Poly parenting and the value of the family

Sep 4, 2020 by

by Matthew Lee Anderson, MercatorNet:

Discussion about in vitro gametogenesis and other multi-parent technologies raises questions about why children do well with only two parents.

Our society’s ongoing mainstreaming of “poly” relationships continues apace, if the New York Times is any indication. Two weeks after exploring the difficulties of polyamorous parenting, Debora Spar has penned an op-ed touting new developments in reproductive technologies that promise to dissolve the family as we knew it.

At the center of the revolution is in vitro gametogenesis (IVG), a process in which gametes are created by clinicians from an individual’s stem cells. Though the technology has only so far been employed on mice, if used successfully for humans it might enable a woman to create both a sperm and an egg from her own genetic material, making her the only parent of the child. Or she might use genetic material from two other friends as well, giving the child three parents. “The implications are enormous,” Spar rightly observes. Although Spar is right that this technology could alter how we think about marriage and family, her narrow focus obscures the darker potential of IVG.

Spar’s essay underscores the primacy of technological developments for how we imagine “the family.” If abortion introduced the logic of “choice” into the center of how we imagine children’s relationship to parents, in vitro fertilization extended it, allowing parents to choose children with particular attributes or of a particular sex. As Spar observes, the separation of reproduction from sex helped generate sympathy for the logic of gay marriage among many people.

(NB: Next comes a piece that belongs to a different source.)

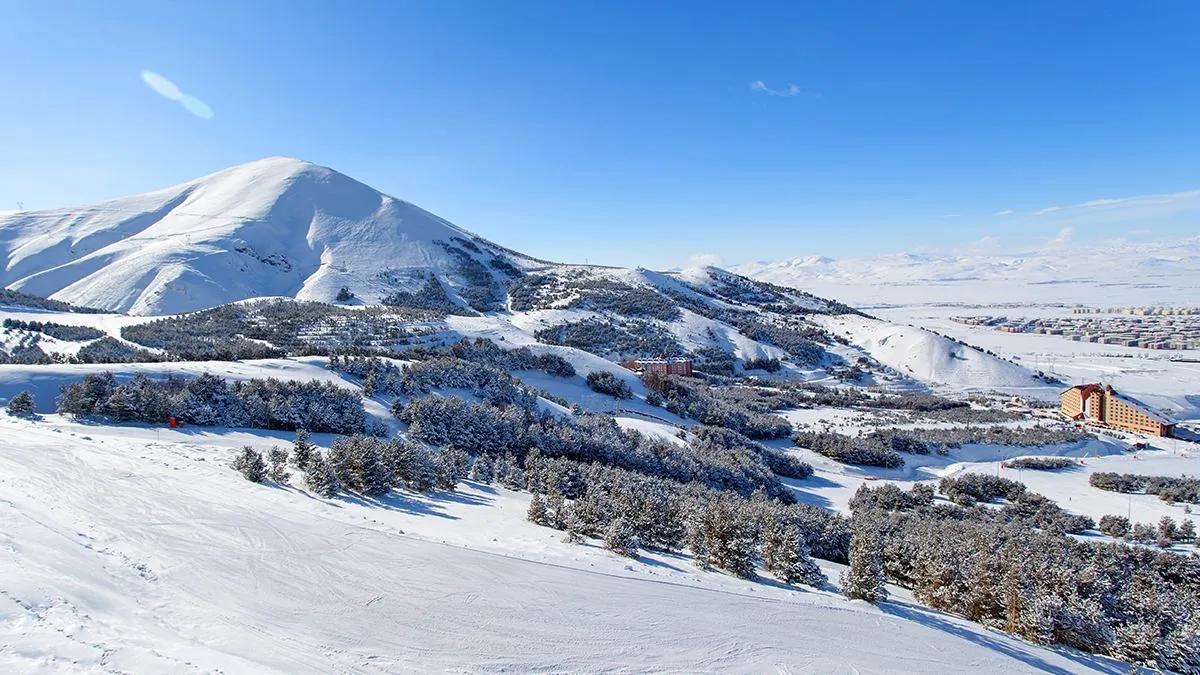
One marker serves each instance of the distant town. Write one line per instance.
(1151, 328)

These reconfigurations have been animated in large part by the interest in allowing “people to conceive babies they desperately want, and to build families with those they love.” Spar never interrogates whether we should endorse the vision of a society of threesomes or foursomes, “reproducing with whomever they choose and loving as they desire”. Instead, her essay is suffused with a technological determinism that renders ethical objections superfluous. The “history of assisted reproduction is powerful and clear,” she writes, “once we create new technologies for conception, we embrace them.” While we might have qualms or anxieties when new technologies are introduced, we will eventually acclimatize to the foursome next door — as we once did to the single parent next door. Our “howls of bioethical criticism” disappear into the void, while technology “urges” its own use in service of our desires.

Though satisfying a person’s fundamental desires to have a child sounds noble, such technologies bring darker possibilities along with them that Spar’s triumphal delight in disrupting our conception of family obscures — as Spar herself knows all too well.